4. Using Incremental Fees

Some physicians establish their labor epidural fees based on increments of time. The group sets its own fees according to the base fee amount (which can vary, based on the local market) plus the approximate number of time units for different increments. For example, if the physician follows the ASA's example of increments, this could mean fees such as:

 
  •  $750 for two hours or less
     
  •  $1,000 for cases lasting two-six hours
     
  •  $1,500 for cases lasting more than six hours.

  • Although these time spans may seem too great, practitioners believe everything balances out in the end. The anesthesiologist would charge the same amount for a two-hour, five-minute labor as for a five-hour, 45-minute labor. The shorter cases where it seems like reimbursement may be too high help compensate for the longer cases where reimbursement may seem too low.

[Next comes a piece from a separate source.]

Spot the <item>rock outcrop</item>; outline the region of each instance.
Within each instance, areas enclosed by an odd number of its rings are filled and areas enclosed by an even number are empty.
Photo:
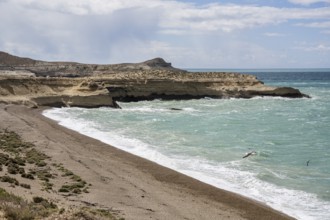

    6. Reporting Base Plus Patient Face-to-Face Time

    The safest or most conservative formula is to report the procedure's base units plus documented face-to-face time with the patient. This decreases physician reimbursement, which is probably why only a few physicians use this method.
     
    "This is not necessarily the best method to use in regard to reimbursement, but it's what we do," Howe says. "It's really easy to bill. We have one carrier who wants us to charge base plus insertion time (01960, Anesthesia for; vaginal delivery only) then additional contact billed with 01996 (Daily management of epidural or subarachnoid drug administration). But most carriers just want the total number of base plus time units."
     
    Note: Although the carrier Howe describes wants additional contact billed with 01996, other insurers may reject this because it is not a labor analgesic code.

    Handling Emergencies

    Providing anesthesia for an ob patient after hours or on the weekend does not constitute an emergency. Code +99140 (Anesthesia complicated by emergency conditions [specify] [list separately in addition to code for primary anesthesia procedure]) is inappropriate for most of these situations.
     
    The ASA Relative Value Guide defines an emergency as "existing when delay in treatment of the patient would lead to a significant increase in the threat to life or body part." Although a woman may go into labor when she has a full stomach, and having stomach contents can represent an increased risk and a potential emergency, that doesn't mean that starting her labor epidural qualifies as an emergency.
     
    When a threat exists for mother or baby, a charge for emergency units is appropriate. "The only time we would use an emergency code is if the patient had a true emergency such as fetal distress or had to have an emergency cesarean section," Dennis adds. "But if the physician properly documents the file and uses the correct ICD-9 codes to justify an emergency, being reimbursed for the emergency code [which Howe's group bills as a separate line item] shouldn't be a problem."

    Switching Camps

    Having several options gives a practice the flexibility to change what doesn't work. If you switch camps periodically to see what works best, focus on one system at a time so patients and carriers are treated equally and you aren't perceived as just trying to get the most reimbursement you can. It's also easier to code if you use the same method for all carriers.